И снова она перебила его:

— Тогда, значит, вам известно, как спасти Кэролайн?

Он удивился тому, что она еще не поняла этого.

— Конечно! — с воодушевлением сказал он. — Этим я и занимался, когда обнаружил, что мой пес умер. Посмотрите, здесь все записано! — Внезапно голос его дрогнул и потускнел. — Когда я нашел пса, я знал, что его забрали у меня специально, чтобы отвлечь меня от выполнения моего долга, чтобы помочь чуме одолеть нас.

— Значит, уже поздно? — спросила Джейни тоже дрогнувшим голосом.

Страдая от унижения, Сарин опустил голову:

— Не знаю… Мне очень стыдно. Это единственное, чему меня учили всю жизнь, но я, кажется, завалил экзамен.

Медленно до нее дошло, что жизнь Кэролайн целиком и полностью находится сейчас в руках этого простодушного человека, который, по-видимому, никогда не был слишком находчив, а потом годы усугубили его недостаток. В ней всколыхнулось смешанное чувство гнева и жалости к несчастному старику. Ей было жаль, что он прожил такую убогую жизнь, и ее душил гнев оттого, что тот не смог как следует сделать то единственное, что, по-видимому, придавало значение и смысл его существованию. «Осторожнее с ним, — сказала она себе. — Он нужен, чтобы спасти Кэролайн».

— Не казните себя так сурово, — ласково сказала она. — Вы еще не закончили. Нужно продолжить!

— Не могу, — ответил старик тоном испуганного ребенка.

Она поняла, что делать. Она крепко взяла его за плечи и выпрямилась во весь свой рост. Призвав на помощь все мучительные воспоминания, она сказала ему своим самым твердым, командирским голосом:

— Вы обязаны это сделать. Это я вам говорю: обязаны!

Он уставился на нее — стоявшую перед ним молодую женщину, которая приказывала ему сделать то, чего он не мог, и отозвался покорно:

— Хорошо. Я попробую, но, наверное, уже слишком поздно.

Она крепко взяла его за руку и повела туда, где их ждал Брюс, оставшийся возле постели Кэролайн.

— Брюс! — взволнованно сказала Джейни. — Сарин знает, как…

Он перебил ее, взмахнув рукой.

— Ш-ш-ш! — сказал он. — Смотри!

Он показал на Кэролайн.

Глаза у нее были открыты. Они смотрели на Джейни, которая склонилась к ее постели.

— Кэролайн? Ты меня слышишь?

— Едва ли, — сказал Брюс. — Я разговаривал с ней все это время, пока вы с Сарином занимались книгой. Она не отвечает.
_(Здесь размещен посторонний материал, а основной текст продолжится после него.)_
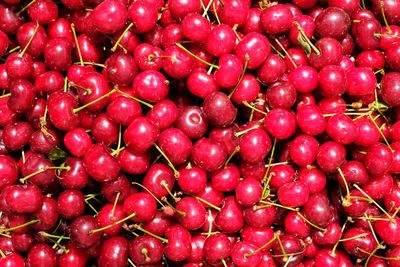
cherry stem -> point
(164, 240)
(301, 31)
(269, 204)
(5, 95)
(91, 207)
(24, 179)
(235, 151)
(309, 222)
(53, 236)
(25, 7)
(246, 61)
(260, 248)
(176, 172)
(78, 49)
(150, 193)
(91, 63)
(238, 134)
(215, 12)
(344, 181)
(285, 257)
(164, 184)
(205, 202)
(134, 98)
(30, 40)
(195, 56)
(375, 203)
(76, 110)
(247, 104)
(20, 226)
(115, 205)
(117, 43)
(206, 8)
(113, 224)
(286, 52)
(382, 3)
(380, 131)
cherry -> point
(276, 19)
(24, 198)
(378, 159)
(195, 27)
(280, 123)
(36, 35)
(317, 209)
(43, 11)
(230, 217)
(57, 54)
(140, 135)
(254, 145)
(73, 257)
(248, 192)
(8, 171)
(390, 88)
(293, 194)
(332, 22)
(358, 246)
(179, 246)
(217, 247)
(220, 41)
(208, 154)
(40, 255)
(121, 68)
(47, 215)
(100, 164)
(310, 119)
(71, 204)
(151, 86)
(19, 66)
(146, 249)
(16, 135)
(330, 53)
(219, 109)
(304, 79)
(271, 69)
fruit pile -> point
(199, 133)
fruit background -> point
(199, 133)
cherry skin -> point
(146, 249)
(255, 145)
(217, 247)
(333, 22)
(113, 251)
(221, 40)
(81, 234)
(140, 135)
(276, 19)
(19, 66)
(179, 245)
(391, 88)
(219, 109)
(378, 159)
(100, 164)
(17, 135)
(208, 154)
(109, 16)
(248, 192)
(280, 123)
(42, 255)
(8, 171)
(71, 204)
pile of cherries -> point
(199, 133)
Она как будто в трансе.

Джейни повернулась к Сарину:

— Понимаете ли вы, что это означает?

Старик на дрожащих ногах приблизился к постели больной.
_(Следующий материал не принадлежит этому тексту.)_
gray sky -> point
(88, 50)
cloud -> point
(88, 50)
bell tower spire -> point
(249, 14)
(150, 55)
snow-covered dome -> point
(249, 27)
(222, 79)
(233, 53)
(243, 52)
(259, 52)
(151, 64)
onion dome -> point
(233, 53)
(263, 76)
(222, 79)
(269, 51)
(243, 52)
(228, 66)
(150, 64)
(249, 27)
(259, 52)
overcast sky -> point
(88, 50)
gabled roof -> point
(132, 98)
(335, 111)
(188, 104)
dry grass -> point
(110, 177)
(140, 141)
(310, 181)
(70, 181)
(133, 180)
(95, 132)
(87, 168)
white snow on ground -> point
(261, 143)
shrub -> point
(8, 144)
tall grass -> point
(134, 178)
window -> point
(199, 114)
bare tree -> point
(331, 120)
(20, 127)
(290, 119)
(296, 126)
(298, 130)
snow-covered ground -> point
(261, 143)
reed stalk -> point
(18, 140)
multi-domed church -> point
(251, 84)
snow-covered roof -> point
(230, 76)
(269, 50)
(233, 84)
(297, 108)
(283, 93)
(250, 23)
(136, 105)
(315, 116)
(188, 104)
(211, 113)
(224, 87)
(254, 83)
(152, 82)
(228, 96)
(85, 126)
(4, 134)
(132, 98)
— По-моему, это означает, что пора приступить к работе.

Двадцать семь

Алехандро постучал в дверь покоев принцессы. Дверь распахнулась, и на пороге появилась сама Изабелла, в своем великолепном платье. Глаза ее сверкали от гнева.

Она даже рот раскрыла, увидев перед собой Алехандро.

— Ты! — прошипела она. Я думала, это пришла моя прачка, паршивая лентяйка! Однако твое появление нисколько меня не удивляет. Где же тебе быть, как не здесь, коли ты причина всех бед, и ты за это еще ответишь! — И она показала на испорченный край вуали, а потом, приподняв юбку, представила взору башмачки, на которых явно остались следы содержимого чьего-то желудка.

Так вот как его теперь здесь встречают. Еще не уняв гнев после беседы с королевским доктором, он вынужден выслушивать глупости этой ведьмы в грязных башмаках.

— Я пришел к Адели, — наконец выдавил он из себя. — Мне нужно немедленно с ней поговорить. И я не понимаю, каким образом могу быть в ответе за ваши испачканные туфли.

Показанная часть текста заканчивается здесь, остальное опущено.